### 

### S23B23/027, B24258

PART A: Big Data Platform Setup and Data Preprocessing

1. Justify Big Data

The dataset contains thousands of transaction records with multiple attributes such as invoices, customers, products, and logistics. Generating recommendations requires scalable storage, fast distributed processing, and parallel computation, which exceed the performance and limits of traditional relational databases when handling continuous, large-scale retail data.

2. Tool Selection

Google Colab Setup (Using PySpark)

Google Colab is chosen because it offers free cloud compute, supports Apache Spark, and easily handles distributed data processing without requiring local installation.

In [2]:
# Installing Java 17
!apt-get update -qq
!apt-get install -y openjdk-17-jdk-headless > /dev/null

# Downloading Spark 3.5.1
!wget -q https://archive.apache.org/dist/spark/spark-3.5.1/spark-3.5.1-bin-hadoop3.tgz
!tar -xzf spark-3.5.1-bin-hadoop3.tgz

# Installing Python dependencies
!pip install -q pyspark findspark


W: Skipping acquire of configured file 'main/source/Sources' as repository 'https://r2u.stat.illinois.edu/ubuntu jammy InRelease' does not seem to provide it (sources.list entry misspelt?)


In [3]:
# Initializing Spark

import os
import findspark

os.environ["JAVA_HOME"] = "/usr/lib/jvm/java-17-openjdk-amd64"
os.environ["SPARK_HOME"] = "/content/spark-3.5.1-bin-hadoop3"

findspark.init("/content/spark-3.5.1-bin-hadoop3")

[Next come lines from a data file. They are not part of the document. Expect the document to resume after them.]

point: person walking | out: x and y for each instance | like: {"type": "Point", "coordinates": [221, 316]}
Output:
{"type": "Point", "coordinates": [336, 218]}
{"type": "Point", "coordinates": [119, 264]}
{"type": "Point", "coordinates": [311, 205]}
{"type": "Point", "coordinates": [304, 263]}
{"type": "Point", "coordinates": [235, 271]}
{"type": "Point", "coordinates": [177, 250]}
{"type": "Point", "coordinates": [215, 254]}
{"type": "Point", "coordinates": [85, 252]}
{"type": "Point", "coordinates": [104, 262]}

from pyspark.sql import SparkSession
spark = SparkSession.builder \
    .appName("RetailRecommendationSystem") \
    .config("spark.driver.memory", "4g") \
    .getOrCreate()

spark


3. Data Acquisition

A dataset has been obtained from kaggle that comprises anonymized data on online sales transactions, capturing various aspects of product purchases, customer details, and order characteristics.

In [4]:
# Uploading the dataset to colab
from google.colab import files
uploaded = files.upload()


Saving online_sales_dataset.csv to online_sales_dataset.csv


In [5]:
# Loading the csv into spark

df_raw = spark.read.csv("online_sales_dataset.csv", header=True, inferSchema=True)
df_raw.show(5)
df_raw.printSchema()


+---------+---------+-----------+--------+-------------------+---------+----------+--------------+-----------------+-------------+------------+-----------+------------+------------+----------------+-----------------+-------------+
|InvoiceNo|StockCode|Description|Quantity|        InvoiceDate|UnitPrice|CustomerID|       Country|         Discount|PaymentMethod|ShippingCost|   Category|SalesChannel|ReturnStatus|ShipmentProvider|WarehouseLocation|OrderPriority|
+---------+---------+-----------+--------+-------------------+---------+----------+--------------+-----------------+-------------+------------+-----------+------------+------------+----------------+-----------------+-------------+
|   221958| SKU_1964|  White Mug|      38|2020-01-01 00:00:00|     1.71|   37039.0|     Australia|             0.47|Bank Transfer|       10.79|    Apparel|    In-store|Not Returned|             UPS|           London|       Medium|
|   771155| SKU_1241|  White Mug|      18|2020-01-01 01:00:00|    41.25|   1

4. Distributed Processing — Cleaning & Transformation

Handling Missing Values

In [6]:
from pyspark.sql.functions import col

# Replacing null values
df_clean = df_raw.fillna({"CustomerID": -1, "ShippingCost": 0})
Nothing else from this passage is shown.